The mean of the two connectivity matrices estimated
for “safe” and “shock anticipation” periods was calculated
for each participant. A two-tailed one-group t test was
performed using the resulting mean connectivity matrix
for each participant to determine group-level connectivity
between the four ROIs. Results are summarized in
Figure 1". In their study, they chose 4 ROIs.
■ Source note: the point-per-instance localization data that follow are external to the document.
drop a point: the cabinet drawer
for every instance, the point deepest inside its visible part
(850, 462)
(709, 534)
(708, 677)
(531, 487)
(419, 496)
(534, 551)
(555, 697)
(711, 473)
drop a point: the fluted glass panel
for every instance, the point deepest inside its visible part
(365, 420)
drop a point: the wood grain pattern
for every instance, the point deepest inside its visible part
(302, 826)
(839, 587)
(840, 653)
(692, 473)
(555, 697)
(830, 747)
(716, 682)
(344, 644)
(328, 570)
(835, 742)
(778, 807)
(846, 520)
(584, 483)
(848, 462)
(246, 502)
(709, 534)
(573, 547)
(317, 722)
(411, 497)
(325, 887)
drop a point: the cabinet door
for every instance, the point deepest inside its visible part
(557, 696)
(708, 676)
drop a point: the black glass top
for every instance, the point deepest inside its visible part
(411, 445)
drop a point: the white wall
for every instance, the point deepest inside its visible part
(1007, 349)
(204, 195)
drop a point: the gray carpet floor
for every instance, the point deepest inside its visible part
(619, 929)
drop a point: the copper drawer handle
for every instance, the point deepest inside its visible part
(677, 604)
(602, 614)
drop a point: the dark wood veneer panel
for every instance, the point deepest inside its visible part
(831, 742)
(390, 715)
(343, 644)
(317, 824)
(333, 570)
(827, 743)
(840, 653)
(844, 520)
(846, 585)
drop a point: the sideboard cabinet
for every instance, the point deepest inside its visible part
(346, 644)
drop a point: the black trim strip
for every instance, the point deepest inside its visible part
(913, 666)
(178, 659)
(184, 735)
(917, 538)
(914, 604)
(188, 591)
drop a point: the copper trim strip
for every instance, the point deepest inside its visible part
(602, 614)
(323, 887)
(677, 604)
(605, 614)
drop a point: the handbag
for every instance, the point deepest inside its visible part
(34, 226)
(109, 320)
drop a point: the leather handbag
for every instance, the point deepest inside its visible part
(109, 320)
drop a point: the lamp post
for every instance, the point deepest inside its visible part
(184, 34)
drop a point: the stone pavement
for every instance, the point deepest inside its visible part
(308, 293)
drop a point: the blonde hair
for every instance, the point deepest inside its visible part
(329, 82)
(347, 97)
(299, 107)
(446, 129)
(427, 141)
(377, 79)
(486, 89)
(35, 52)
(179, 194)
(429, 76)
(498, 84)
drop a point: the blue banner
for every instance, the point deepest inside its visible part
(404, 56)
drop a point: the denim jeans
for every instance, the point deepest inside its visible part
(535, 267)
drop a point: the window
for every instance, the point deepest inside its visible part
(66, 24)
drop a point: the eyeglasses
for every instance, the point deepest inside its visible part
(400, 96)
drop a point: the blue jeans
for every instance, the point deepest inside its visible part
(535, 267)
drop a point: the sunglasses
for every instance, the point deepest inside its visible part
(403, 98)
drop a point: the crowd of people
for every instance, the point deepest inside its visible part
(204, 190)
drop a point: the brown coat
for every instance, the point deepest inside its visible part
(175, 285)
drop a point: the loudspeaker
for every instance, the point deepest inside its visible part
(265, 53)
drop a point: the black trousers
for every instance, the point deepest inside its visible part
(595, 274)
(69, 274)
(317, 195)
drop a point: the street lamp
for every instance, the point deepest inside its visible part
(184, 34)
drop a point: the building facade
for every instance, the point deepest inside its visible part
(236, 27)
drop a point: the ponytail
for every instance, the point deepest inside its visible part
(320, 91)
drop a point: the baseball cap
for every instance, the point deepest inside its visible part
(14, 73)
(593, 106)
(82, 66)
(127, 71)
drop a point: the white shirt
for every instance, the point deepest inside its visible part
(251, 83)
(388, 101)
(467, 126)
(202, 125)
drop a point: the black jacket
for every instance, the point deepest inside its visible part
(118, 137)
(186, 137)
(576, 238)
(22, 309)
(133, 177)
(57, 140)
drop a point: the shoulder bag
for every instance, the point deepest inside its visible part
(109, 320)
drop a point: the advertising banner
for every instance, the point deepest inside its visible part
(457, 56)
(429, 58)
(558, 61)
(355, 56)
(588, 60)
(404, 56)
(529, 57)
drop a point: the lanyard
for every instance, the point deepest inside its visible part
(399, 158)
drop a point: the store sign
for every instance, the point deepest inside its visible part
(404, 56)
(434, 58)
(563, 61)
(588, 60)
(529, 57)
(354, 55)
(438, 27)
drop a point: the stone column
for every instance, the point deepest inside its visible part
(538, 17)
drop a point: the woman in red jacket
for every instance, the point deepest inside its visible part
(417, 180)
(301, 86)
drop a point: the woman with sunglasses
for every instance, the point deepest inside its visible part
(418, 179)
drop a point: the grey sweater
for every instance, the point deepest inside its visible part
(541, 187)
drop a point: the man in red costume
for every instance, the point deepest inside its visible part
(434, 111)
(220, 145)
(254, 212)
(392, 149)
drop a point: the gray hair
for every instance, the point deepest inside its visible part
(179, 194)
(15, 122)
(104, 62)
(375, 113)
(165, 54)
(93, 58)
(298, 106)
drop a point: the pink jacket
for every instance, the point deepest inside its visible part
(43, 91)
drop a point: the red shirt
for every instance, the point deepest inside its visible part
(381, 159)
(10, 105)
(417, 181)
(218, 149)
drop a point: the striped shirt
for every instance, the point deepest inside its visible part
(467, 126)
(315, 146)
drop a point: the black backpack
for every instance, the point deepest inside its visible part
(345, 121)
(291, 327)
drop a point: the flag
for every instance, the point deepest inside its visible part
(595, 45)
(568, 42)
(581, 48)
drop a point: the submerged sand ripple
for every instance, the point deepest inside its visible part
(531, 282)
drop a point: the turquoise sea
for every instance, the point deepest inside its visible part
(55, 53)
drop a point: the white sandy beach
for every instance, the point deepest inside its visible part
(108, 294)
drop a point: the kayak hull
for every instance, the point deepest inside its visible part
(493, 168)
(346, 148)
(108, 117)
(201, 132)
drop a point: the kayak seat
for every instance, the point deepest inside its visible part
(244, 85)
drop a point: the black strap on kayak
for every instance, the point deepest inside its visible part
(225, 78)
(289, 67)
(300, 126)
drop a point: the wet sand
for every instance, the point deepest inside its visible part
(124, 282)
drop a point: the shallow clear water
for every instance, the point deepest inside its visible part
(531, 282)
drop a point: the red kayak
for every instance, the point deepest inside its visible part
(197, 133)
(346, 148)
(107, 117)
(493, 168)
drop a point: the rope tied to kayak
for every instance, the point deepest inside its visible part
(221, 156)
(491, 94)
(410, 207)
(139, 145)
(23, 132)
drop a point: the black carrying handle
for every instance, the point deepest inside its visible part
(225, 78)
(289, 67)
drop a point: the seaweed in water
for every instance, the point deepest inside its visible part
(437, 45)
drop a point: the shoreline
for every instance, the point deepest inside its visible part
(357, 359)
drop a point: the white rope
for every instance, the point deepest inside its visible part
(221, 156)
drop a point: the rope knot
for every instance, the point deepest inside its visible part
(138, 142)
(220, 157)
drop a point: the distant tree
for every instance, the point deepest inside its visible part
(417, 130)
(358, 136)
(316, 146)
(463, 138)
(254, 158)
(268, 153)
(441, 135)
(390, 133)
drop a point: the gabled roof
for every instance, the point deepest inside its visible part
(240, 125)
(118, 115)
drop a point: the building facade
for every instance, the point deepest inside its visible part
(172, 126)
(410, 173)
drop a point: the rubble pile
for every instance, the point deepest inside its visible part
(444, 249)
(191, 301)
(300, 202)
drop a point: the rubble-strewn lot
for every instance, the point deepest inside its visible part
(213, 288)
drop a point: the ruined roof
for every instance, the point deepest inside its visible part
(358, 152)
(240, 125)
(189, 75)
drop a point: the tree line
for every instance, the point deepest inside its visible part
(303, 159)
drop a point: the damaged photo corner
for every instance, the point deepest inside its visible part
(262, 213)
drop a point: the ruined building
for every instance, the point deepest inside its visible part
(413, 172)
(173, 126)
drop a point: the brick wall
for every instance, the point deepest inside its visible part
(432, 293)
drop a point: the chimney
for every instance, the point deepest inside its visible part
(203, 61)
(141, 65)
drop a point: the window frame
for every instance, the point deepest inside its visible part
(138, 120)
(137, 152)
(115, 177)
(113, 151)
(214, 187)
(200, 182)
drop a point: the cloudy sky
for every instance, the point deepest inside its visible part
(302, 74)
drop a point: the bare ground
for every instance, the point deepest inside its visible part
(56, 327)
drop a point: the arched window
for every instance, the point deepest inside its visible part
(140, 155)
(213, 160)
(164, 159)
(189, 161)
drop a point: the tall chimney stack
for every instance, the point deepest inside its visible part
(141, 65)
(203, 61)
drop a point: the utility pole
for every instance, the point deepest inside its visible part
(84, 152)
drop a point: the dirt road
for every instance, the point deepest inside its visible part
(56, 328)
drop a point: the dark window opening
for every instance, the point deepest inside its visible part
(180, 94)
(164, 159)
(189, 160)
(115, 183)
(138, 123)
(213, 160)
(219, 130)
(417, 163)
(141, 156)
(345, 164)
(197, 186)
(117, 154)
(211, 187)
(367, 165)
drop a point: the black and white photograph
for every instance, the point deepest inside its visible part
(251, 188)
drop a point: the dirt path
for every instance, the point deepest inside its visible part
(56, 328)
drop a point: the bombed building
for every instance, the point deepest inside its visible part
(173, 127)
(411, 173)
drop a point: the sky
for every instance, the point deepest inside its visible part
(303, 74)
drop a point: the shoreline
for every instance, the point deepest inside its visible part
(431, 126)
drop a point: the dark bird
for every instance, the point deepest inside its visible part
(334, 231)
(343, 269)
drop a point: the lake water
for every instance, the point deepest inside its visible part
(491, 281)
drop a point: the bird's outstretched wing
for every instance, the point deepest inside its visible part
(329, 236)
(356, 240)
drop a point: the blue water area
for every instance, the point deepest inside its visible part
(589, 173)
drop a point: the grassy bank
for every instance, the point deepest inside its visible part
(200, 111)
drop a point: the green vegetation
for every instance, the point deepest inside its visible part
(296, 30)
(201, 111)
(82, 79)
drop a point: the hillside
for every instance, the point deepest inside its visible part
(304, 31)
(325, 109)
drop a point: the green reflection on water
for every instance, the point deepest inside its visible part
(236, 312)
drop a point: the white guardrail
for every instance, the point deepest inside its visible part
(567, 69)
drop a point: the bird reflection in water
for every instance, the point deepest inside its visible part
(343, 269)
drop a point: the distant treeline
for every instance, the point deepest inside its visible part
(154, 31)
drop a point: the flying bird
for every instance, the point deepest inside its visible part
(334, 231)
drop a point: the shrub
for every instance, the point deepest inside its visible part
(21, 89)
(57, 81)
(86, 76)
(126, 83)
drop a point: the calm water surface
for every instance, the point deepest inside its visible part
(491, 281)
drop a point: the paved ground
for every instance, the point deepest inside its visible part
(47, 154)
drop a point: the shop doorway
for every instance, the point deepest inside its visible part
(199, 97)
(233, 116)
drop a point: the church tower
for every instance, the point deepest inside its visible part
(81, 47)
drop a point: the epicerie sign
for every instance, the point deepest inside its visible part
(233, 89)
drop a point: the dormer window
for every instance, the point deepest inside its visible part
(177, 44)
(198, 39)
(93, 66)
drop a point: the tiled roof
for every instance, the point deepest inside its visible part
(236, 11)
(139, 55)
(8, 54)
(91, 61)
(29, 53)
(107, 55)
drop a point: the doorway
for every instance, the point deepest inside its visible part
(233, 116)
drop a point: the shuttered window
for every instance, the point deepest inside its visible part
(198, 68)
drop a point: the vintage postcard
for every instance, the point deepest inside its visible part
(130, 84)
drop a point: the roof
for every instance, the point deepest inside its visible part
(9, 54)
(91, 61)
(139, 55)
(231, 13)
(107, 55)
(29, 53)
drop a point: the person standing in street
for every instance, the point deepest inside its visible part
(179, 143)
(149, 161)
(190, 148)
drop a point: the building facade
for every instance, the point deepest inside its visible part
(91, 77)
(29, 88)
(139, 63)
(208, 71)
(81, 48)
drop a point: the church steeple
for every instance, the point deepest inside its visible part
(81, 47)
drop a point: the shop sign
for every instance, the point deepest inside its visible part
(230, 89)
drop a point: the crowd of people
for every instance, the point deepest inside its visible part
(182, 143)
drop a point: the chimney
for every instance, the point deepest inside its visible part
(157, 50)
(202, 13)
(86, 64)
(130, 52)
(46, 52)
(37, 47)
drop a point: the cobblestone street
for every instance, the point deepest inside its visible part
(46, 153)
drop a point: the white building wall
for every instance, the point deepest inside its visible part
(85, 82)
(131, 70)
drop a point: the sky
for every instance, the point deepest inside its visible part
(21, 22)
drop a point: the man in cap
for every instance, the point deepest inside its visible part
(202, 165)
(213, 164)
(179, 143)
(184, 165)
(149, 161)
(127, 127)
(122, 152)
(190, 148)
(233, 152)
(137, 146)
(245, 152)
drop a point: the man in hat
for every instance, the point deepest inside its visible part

I am puzzled how they did that analysis. In page 1844, the authors did say "
Partial correlation with Tikhonov regularization (0.1),
as provided by FSLnets (fsl.fmrib.ox.ac.uk/fsl/fslwiki/
FSLNets), was used to calculate 4 × 4 connectivity matrices
for each participant and for each scan". I did not understand this very well.
I was thinking that they must ONLY have one connectivity matrix, NOT two matrices, as the signal change should be "Shock anticipation" vs. "Safe" (i.e.,. safe is the baseline). Am I correct? One method perhaps is that we first extract the BOLD signal changes for each ROI, then do the Perason Correlation, using Matlab. Does the FSLnets help? Anyone can advise me how we can use this FSLnets?
The next question is how we can do the two-tailed one-group t test using the resulting mean connectivity matrix for each participant, and determine group-level connectivity? What should be the input for the t-test?